# Porto/Aviero wild camping



## mikenewson (Oct 7, 2014)

Hi all,
Any tips for wild camping in Portugal generally and Porto/Aveiro as I don't seem to be able to log in on old site.
Ta
Mike


----------



## patp (Apr 30, 2007)

Been a few years since we were there, and that was always in the winter months. The Barajems (reservoirs) were the easiest places and the least likely to be disturbed. Away from the Algarve is also much easier.


----------



## Spacerunner (Mar 18, 2006)

Keep away from the coast and Algarve and you'll get no problems.
Portuguese Aires can match anything found in Europe and there is much remote countryside​ so real wild camping should be easy.


----------



## peejay (May 10, 2005)

Hi, 


For Porto, you can stay free overnight at the unofficial motorhome parking at Villa Nova de Gaio overlooking the river. Its a about a 20 min walk east along the river to the Port cellars. From there you can also get either a cable car or funicular railway up and across to the main city. No facilities at the parking and try and park away from the main road, its quite noisy on the front row. N41.14325 W8.63232.

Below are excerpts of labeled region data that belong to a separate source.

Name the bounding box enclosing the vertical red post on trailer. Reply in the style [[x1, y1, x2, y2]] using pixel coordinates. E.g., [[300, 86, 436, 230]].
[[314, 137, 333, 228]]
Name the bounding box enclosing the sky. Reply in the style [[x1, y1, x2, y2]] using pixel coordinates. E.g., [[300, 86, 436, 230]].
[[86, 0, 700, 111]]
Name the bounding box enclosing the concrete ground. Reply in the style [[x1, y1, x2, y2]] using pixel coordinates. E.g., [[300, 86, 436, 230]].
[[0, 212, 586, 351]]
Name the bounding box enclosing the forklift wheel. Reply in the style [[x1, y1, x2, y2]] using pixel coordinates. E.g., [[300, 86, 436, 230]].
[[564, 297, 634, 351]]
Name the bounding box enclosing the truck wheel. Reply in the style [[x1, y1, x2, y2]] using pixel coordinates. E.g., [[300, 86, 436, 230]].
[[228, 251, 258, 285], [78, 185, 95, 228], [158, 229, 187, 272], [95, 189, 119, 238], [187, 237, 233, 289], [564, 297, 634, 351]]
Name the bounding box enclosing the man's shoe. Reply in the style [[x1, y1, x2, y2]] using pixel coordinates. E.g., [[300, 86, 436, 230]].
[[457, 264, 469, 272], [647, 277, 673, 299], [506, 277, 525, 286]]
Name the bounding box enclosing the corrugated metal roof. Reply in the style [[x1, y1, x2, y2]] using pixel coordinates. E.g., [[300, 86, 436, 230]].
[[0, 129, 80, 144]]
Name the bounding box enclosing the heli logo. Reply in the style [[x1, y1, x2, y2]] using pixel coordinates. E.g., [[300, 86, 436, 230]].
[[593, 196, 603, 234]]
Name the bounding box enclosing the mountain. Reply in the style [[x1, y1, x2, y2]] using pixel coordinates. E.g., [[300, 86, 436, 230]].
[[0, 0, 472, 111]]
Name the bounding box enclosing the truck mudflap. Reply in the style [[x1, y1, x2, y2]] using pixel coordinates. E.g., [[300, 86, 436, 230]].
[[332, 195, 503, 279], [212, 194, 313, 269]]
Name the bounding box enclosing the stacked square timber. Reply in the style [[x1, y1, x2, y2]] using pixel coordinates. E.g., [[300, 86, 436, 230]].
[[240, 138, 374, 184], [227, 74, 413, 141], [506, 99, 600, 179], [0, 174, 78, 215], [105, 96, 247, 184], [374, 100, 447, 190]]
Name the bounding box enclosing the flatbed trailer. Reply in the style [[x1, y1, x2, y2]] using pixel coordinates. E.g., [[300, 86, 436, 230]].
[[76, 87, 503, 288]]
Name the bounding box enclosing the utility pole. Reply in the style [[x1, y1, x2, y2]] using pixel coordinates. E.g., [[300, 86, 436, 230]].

For Aveiro there is motorhome parking just below an elevated section of the A25 on the outskirts, there are two entrances to the parking and just a short walk to town. Obviously a bit noisy but ideal for a daytime visit. N40.64366 W8.65950


We stayed overnight at a little wildcamp spot at nearby Costa Nova do Prado. N40.61080 W8.75254


There is also a fantastic little inland port at Bico to the North where they still use traditional cockle boats, plenty of places to park around the port, the main area for motorhomes is at N40.72900 W8.64914. Water and toilets on site.


Pete


----------



## mikenewson (Oct 7, 2014)

Nice was indeed fab Pete. Ta very much so glad I asked and got your tip.
Amazing meal at new cafe and flamingoes were beautiful 
Ta again.


----------